Restoring The EPA’s Credibility

Mar 30, 2017
Frankly Speaking

With the confirmation of former Oklahoma Attorney General Scott Pruitt to serve as Administrator of the Environmental Protection Agency (EPA), the Trump administration has demonstrated a bold commitment to unwinding the regulatory regime of the past eight years.

Under President Obama, EPA’s reputation dropped sharply in many parts of the country. Rather than partnering with state and local leaders to identify and address environmental issues, EPA was more interested in superseding states’ sovereignty through unilateral and vague rules and regulations.

EPA’s Waters of the United States (WOTUS) rule, for example, was a particularly egregious case of the agency’s poor communication and questionable motives. The rule sought to vastly expand the agency’s regulatory control over our nation’s waterways to include small drainage ditches and even ponds on private property.

In rural America, EPA had become a four letter word. Many of my constituents were constantly worried about potential fines or the overwhelming cost of complying with prospective regulations.

By contrast, Administrator Pruitt has a strong understanding of the important role state and local leaders play in the regulatory process. He has the ability and opportunity to reestablish the rule of law at EPA and refocus the agency on addressing environmental issues in a practical and deliberate manner.

This will go a long way towards restoring EPA’s credibility, but that doesn’t mean we cannot still improve upon the agency’s process. This is a team effort; it’s Congress’s duty to identify practical reforms or changes that promote EPA’s objectives, which is why I introduced the EPA Science Advisory Board Reform Act.

The House will vote this week on my proposal to implement safeguards and shed light on the scientific review process behind many federal regulations.
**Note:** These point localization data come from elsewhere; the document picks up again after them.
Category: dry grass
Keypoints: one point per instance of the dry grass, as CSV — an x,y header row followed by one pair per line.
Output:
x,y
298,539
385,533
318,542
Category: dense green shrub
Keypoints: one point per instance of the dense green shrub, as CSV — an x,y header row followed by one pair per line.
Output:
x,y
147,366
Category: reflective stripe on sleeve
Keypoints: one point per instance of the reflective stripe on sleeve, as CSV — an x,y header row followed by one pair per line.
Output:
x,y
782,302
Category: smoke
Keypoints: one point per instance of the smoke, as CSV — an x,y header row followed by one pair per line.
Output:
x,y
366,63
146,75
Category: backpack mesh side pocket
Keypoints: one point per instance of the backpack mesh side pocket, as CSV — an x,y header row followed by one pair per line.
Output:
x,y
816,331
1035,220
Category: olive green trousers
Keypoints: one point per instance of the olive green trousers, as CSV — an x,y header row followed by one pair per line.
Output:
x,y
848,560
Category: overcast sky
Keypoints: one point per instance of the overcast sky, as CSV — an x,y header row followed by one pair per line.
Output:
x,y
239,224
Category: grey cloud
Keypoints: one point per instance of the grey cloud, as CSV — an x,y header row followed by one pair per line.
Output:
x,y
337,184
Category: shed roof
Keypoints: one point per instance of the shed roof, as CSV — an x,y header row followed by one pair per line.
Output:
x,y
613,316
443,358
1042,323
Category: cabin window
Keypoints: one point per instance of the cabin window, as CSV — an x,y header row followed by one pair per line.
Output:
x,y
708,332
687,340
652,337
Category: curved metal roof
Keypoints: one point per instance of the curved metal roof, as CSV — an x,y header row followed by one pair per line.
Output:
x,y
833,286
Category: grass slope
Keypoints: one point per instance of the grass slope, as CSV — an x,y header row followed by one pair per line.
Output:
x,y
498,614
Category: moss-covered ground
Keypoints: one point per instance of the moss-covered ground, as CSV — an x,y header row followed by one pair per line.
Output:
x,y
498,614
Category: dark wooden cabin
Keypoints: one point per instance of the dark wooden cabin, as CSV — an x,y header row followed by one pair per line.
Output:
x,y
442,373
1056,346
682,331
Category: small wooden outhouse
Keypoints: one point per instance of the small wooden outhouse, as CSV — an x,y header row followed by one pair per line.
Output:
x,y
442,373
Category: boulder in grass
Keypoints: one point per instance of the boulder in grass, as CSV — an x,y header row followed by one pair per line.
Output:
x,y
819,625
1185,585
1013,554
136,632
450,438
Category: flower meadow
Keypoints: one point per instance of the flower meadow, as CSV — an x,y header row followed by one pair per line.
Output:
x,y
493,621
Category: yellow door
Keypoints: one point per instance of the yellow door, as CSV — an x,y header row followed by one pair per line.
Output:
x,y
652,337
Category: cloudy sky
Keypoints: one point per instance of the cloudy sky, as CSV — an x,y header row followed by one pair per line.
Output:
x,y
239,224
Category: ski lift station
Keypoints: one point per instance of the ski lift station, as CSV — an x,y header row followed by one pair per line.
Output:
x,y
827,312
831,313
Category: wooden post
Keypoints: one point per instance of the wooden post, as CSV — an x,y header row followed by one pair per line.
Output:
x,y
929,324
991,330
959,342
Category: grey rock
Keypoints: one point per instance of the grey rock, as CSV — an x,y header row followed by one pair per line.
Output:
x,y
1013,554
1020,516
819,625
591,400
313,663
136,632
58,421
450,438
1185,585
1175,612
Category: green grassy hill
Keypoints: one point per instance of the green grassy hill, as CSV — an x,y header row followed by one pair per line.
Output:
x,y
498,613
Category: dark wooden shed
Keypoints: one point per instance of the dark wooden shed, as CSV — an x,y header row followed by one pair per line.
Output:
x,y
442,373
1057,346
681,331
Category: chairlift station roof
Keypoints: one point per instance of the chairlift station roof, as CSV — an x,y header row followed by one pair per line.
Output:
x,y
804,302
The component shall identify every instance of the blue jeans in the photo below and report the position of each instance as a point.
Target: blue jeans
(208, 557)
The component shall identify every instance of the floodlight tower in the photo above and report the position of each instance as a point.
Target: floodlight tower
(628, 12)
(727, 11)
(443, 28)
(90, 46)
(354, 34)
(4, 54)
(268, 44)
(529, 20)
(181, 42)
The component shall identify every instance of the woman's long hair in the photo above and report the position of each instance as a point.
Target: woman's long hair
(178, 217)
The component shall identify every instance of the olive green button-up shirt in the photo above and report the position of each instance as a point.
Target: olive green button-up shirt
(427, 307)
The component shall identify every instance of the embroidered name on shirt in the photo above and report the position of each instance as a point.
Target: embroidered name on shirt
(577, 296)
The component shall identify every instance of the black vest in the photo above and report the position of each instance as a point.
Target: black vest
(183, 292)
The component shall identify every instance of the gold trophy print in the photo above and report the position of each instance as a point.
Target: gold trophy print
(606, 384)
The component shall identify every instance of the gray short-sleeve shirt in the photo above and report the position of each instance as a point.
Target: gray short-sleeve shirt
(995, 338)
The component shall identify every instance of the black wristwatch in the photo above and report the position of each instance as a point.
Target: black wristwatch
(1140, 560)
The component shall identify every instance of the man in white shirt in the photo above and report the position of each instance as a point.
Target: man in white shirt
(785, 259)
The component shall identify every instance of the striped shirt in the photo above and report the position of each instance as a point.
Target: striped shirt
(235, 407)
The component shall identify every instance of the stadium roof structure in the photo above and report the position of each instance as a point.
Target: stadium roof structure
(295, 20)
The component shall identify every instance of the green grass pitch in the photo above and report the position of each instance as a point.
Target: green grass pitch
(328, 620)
One particular area of concern regarding EPA has been the objectivity and transparency of the Science Advisory Board (SAB), an organization created in 1978 to provide policymakers with independent expert advice on scientific and technical information.

Over time, the SAB has experienced a number of deficiencies that threaten the board’s objectivity and efficacy. In addition to limited public participation, there have been troubling instances of EPA interference with expert advice as well as potential conflicts of interest among the board’s members.

Addressing these shortcomings head-on is important because the data that comes out of the SAB is ultimately used to justify the regulatory framework our economy must operate under. More stringent regulations on energy and agriculture producers, for instance, often mean higher food prices or larger monthly utility bills for American families.

A major part of smart policymaking is soliciting advice from a variety of sources. That’s why the EPA Science Advisory Board Reform Act expands the opportunity for any qualified and unbiased expert to contribute to the SAB. Often state, local, or tribal officials can provide critical insight and knowledge on a pending regulatory issue, but currently there are only two members on the SAB who represent states.

The bill also requires the SAB to respond publicly to any dissenting scientific views. Taxpayers expect a responsive government so any uncertainty with scientific research should be handled in an open and transparent manner.

Sound science must be the cornerstone of sound policy; this principle holds true regardless of which party controls Congress or who sits in the Oval Office. With this legislation, we will ensure the most qualified and objective experts – not members of Congress or outside interest groups – are free to undertake an honest review of EPA’s regulatory science.

Lucas is the Vice Chairman of the House Committee on Science, Space, and Technology. He has served congressional districts in northern and western Oklahoma since 1994.